Neurobiologically Realistic Determinants of Self-Organized Criticality in Networks of Spiking Neurons

Self-organized criticality refers to the spontaneous emergence of self-similar dynamics in complex systems poised between order and randomness. The presence of self-organized critical dynamics in the brain is theoretically appealing and is supported by recent neurophysiological studies. Despite this, the neurobiological determinants of these dynamics have not been previously sought. Here, we systematically examined the influence of such determinants in hierarchically modular networks of leaky integrate-and-fire neurons with spike-timing-dependent synaptic plasticity and axonal conduction delays. We characterized emergent dynamics in our networks by distributions of active neuronal ensemble modules (neuronal avalanches) and rigorously assessed these distributions for power-law scaling.

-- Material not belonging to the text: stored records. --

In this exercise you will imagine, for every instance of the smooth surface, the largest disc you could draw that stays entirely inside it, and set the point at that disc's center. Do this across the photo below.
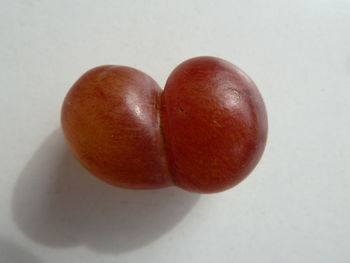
(214, 124)
(111, 121)
(293, 208)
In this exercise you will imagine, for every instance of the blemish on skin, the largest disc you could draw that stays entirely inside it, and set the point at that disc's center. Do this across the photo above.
(182, 110)
(217, 124)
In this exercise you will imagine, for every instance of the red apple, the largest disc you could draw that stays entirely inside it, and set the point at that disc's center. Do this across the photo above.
(204, 133)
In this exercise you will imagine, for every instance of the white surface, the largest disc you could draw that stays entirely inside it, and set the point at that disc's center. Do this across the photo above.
(293, 208)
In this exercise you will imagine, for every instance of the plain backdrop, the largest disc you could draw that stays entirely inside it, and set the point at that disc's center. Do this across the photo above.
(293, 208)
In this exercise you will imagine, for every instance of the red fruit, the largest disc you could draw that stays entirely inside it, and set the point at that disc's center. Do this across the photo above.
(205, 135)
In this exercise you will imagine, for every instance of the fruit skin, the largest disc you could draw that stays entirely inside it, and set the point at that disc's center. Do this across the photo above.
(204, 133)
(111, 121)
(215, 124)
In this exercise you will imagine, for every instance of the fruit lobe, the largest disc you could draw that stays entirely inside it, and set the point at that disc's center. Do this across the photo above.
(215, 124)
(111, 122)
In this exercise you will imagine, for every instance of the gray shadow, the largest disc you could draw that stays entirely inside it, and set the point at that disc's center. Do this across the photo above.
(10, 252)
(57, 203)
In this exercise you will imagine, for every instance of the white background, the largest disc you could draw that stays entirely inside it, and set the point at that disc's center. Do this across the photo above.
(293, 208)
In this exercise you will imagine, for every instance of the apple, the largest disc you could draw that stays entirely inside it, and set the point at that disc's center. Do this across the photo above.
(204, 133)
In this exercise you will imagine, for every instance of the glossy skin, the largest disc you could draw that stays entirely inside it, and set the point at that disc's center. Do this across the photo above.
(111, 122)
(204, 133)
(215, 124)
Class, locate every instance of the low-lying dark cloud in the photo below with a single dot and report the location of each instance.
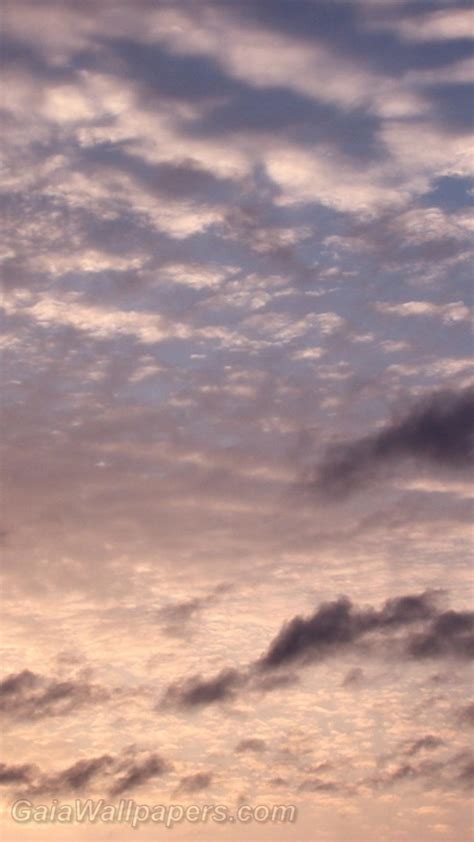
(337, 625)
(439, 430)
(27, 695)
(413, 626)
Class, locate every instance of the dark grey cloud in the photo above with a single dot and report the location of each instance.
(439, 430)
(454, 772)
(451, 634)
(197, 691)
(335, 626)
(117, 773)
(28, 695)
(195, 783)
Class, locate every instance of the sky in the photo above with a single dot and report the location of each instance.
(237, 415)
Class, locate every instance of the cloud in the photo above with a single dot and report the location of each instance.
(196, 691)
(455, 311)
(27, 695)
(177, 617)
(439, 430)
(138, 772)
(451, 634)
(251, 744)
(335, 626)
(15, 774)
(195, 783)
(119, 773)
(465, 715)
(428, 743)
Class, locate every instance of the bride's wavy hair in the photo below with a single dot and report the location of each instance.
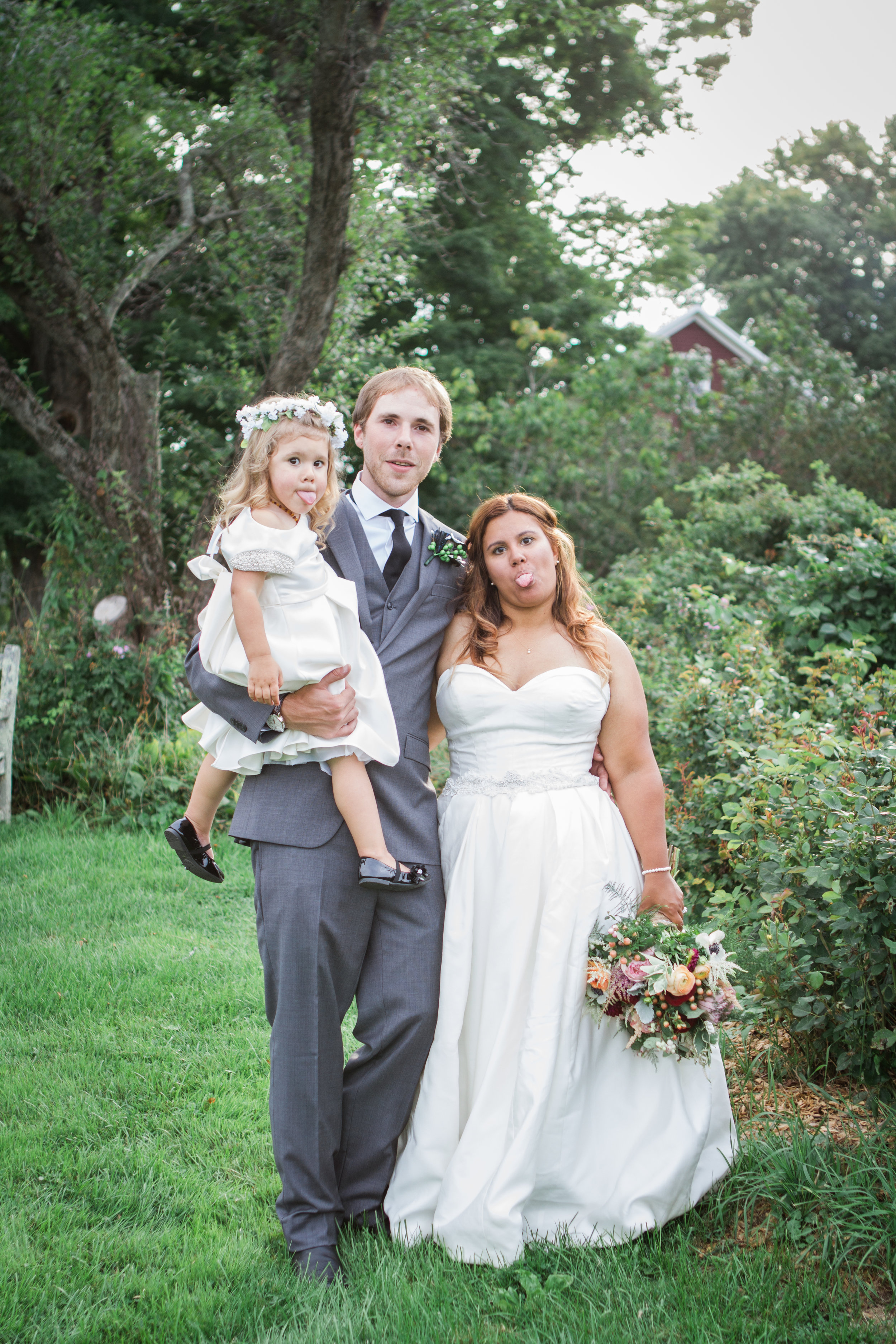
(573, 608)
(249, 483)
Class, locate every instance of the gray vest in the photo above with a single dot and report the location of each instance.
(295, 804)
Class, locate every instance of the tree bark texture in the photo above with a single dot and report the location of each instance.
(350, 34)
(117, 470)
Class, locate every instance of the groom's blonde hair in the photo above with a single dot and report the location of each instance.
(395, 381)
(573, 608)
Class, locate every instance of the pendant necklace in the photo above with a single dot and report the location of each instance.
(277, 505)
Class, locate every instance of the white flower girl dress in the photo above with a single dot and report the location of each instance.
(312, 627)
(533, 1120)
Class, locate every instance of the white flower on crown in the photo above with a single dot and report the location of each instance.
(272, 409)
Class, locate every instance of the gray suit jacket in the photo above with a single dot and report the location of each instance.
(295, 804)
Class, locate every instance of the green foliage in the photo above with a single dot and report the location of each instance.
(821, 224)
(496, 288)
(833, 1202)
(776, 738)
(634, 425)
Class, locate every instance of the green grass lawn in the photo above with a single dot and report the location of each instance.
(139, 1186)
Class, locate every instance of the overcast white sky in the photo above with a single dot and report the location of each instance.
(806, 62)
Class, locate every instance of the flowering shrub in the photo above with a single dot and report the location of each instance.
(773, 698)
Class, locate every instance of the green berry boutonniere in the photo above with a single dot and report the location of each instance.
(447, 549)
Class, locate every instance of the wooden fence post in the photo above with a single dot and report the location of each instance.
(9, 688)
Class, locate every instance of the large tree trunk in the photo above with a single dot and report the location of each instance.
(350, 34)
(103, 428)
(115, 462)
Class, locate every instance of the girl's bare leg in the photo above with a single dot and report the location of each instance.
(209, 791)
(354, 796)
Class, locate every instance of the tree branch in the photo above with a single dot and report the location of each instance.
(77, 320)
(185, 230)
(38, 423)
(350, 34)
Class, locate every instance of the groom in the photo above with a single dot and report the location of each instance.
(323, 939)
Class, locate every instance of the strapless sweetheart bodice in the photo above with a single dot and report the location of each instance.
(550, 725)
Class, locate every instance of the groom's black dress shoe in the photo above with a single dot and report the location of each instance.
(195, 857)
(320, 1263)
(375, 874)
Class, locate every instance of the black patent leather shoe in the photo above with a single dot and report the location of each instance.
(318, 1263)
(375, 874)
(195, 857)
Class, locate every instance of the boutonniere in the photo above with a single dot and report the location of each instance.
(445, 549)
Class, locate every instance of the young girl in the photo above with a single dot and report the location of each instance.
(281, 619)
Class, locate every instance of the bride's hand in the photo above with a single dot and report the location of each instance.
(663, 893)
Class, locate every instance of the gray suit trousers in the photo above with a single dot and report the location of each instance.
(323, 941)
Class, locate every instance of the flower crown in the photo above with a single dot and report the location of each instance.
(265, 416)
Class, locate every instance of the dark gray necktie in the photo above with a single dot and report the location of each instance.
(401, 552)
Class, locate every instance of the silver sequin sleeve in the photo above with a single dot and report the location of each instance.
(264, 562)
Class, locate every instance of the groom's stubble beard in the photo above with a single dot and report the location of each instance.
(401, 488)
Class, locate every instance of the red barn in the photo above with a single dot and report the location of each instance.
(698, 327)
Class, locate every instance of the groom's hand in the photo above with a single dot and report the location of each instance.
(316, 710)
(600, 769)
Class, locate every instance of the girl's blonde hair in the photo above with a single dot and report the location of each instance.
(573, 608)
(249, 483)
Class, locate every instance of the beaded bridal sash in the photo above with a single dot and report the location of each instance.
(514, 783)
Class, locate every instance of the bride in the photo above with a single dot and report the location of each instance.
(533, 1120)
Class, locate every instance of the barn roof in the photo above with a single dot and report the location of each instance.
(714, 327)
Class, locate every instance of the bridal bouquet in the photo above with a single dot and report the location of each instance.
(669, 988)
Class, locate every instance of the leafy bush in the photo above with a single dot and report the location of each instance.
(99, 724)
(777, 744)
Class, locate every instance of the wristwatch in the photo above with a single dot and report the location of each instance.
(276, 721)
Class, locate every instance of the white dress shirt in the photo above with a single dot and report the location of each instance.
(378, 530)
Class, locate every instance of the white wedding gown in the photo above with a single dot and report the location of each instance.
(533, 1120)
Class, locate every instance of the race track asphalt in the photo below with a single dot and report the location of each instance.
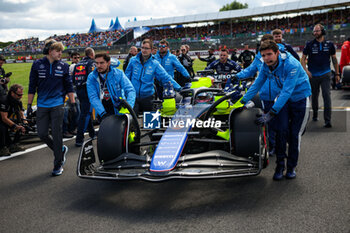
(316, 201)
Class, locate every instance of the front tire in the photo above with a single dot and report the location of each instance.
(245, 134)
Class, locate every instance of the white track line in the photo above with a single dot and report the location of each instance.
(36, 148)
(30, 150)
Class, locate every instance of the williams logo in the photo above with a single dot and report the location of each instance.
(151, 120)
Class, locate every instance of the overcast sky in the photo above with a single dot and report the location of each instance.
(39, 18)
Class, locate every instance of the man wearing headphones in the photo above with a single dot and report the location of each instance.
(317, 53)
(4, 77)
(49, 77)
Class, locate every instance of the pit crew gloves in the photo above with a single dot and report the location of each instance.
(264, 118)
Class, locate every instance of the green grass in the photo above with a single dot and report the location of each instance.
(20, 75)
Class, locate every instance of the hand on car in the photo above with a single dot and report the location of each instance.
(264, 118)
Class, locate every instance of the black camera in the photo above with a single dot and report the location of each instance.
(3, 78)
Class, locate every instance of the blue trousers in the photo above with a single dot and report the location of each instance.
(267, 105)
(289, 125)
(85, 122)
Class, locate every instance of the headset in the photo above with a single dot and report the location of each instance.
(323, 31)
(48, 46)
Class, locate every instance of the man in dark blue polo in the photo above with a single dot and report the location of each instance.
(49, 78)
(317, 53)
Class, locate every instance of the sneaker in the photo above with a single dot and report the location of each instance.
(57, 170)
(74, 132)
(64, 152)
(15, 148)
(278, 173)
(78, 144)
(67, 135)
(4, 151)
(291, 173)
(328, 125)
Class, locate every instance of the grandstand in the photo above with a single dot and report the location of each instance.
(201, 31)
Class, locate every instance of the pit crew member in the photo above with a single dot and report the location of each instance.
(289, 113)
(106, 84)
(141, 71)
(49, 77)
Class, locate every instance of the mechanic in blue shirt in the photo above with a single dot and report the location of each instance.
(317, 53)
(106, 85)
(49, 77)
(266, 93)
(141, 71)
(289, 113)
(80, 74)
(169, 63)
(224, 65)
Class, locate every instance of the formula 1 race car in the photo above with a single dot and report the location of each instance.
(205, 132)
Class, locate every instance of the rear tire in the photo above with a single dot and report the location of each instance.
(111, 138)
(245, 134)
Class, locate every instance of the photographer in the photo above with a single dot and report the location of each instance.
(12, 119)
(4, 77)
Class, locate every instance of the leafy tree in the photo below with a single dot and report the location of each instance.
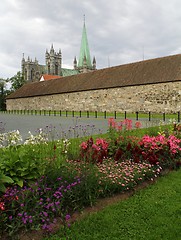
(16, 81)
(3, 93)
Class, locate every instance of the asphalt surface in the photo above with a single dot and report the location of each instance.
(55, 126)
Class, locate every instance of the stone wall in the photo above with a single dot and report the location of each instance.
(165, 97)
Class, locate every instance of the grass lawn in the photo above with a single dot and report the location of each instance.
(153, 213)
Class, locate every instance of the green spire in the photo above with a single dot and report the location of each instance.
(84, 50)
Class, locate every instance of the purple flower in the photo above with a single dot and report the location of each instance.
(67, 217)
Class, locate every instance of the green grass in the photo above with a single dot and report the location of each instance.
(151, 214)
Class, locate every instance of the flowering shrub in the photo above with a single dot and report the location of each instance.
(160, 149)
(94, 152)
(41, 137)
(126, 124)
(125, 175)
(35, 206)
(12, 138)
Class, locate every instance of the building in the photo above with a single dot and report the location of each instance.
(151, 85)
(32, 70)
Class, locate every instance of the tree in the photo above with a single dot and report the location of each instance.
(16, 81)
(3, 93)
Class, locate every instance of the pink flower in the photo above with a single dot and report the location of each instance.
(83, 145)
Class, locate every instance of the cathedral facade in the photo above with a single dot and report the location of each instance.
(32, 70)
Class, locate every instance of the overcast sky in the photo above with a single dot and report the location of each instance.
(119, 31)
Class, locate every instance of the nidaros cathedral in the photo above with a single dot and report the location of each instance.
(32, 70)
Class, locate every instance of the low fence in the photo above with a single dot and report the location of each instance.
(116, 115)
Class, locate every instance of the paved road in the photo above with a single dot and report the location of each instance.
(56, 126)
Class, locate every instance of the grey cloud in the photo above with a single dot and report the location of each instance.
(118, 31)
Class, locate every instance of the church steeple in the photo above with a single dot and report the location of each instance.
(84, 50)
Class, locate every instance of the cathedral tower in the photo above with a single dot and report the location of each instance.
(84, 62)
(53, 62)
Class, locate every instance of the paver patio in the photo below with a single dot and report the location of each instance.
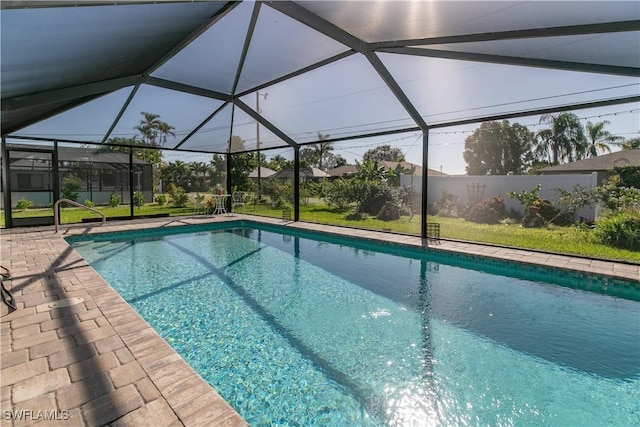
(93, 361)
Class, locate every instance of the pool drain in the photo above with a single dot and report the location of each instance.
(67, 302)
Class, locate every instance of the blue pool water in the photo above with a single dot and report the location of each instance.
(296, 331)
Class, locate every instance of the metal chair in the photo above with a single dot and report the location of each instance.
(237, 199)
(198, 205)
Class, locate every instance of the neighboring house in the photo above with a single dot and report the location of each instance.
(305, 173)
(408, 167)
(264, 173)
(101, 172)
(601, 165)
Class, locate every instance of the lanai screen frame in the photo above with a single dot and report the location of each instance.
(63, 99)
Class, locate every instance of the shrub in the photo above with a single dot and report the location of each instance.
(70, 186)
(527, 198)
(620, 229)
(114, 200)
(541, 212)
(389, 212)
(179, 198)
(571, 201)
(23, 204)
(280, 192)
(337, 194)
(138, 198)
(377, 195)
(489, 211)
(160, 199)
(448, 205)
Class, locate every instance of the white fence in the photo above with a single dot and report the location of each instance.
(471, 189)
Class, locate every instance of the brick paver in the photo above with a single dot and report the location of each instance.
(99, 363)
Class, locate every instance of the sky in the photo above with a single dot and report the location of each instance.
(348, 97)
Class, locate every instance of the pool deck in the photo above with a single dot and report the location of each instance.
(90, 360)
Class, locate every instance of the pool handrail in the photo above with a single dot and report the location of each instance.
(56, 216)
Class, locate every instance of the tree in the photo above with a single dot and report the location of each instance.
(629, 144)
(384, 153)
(278, 163)
(320, 155)
(153, 130)
(564, 140)
(599, 138)
(498, 148)
(176, 172)
(199, 171)
(240, 165)
(217, 170)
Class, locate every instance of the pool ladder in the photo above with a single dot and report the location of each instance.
(56, 216)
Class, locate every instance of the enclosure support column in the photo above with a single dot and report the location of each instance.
(296, 184)
(131, 182)
(6, 185)
(425, 182)
(55, 174)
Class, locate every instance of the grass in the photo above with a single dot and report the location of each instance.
(565, 240)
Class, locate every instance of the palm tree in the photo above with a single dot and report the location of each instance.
(629, 144)
(199, 171)
(564, 140)
(599, 138)
(154, 131)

We found that spike-timing-dependent synaptic plasticity enabled a rapid phase transition from random subcritical dynamics to ordered supercritical dynamics. Importantly, modular connectivity and low wiring cost broadened this transition, and enabled a regime indicative of self-organized criticality. The regime only occurred when modular connectivity, low wiring cost and synaptic plasticity were simultaneously present, and the regime was most evident when between-module connection density scaled as a power-law. The regime was robust to variations in other neurobiologically relevant parameters and favored systems with low external drive and strong internal interactions. Increases in system size and connectivity facilitated internal interactions, permitting reductions in external drive and facilitating convergence of postsynaptic-response magnitude and synaptic-plasticity learning rate parameter values towards neurobiologically realistic levels. We hence infer a novel association between self-organized critical neuronal dynamics and several neurobiologically realistic features of structural connectivity. The central role of these features in our model may reflect their importance for neuronal information processing.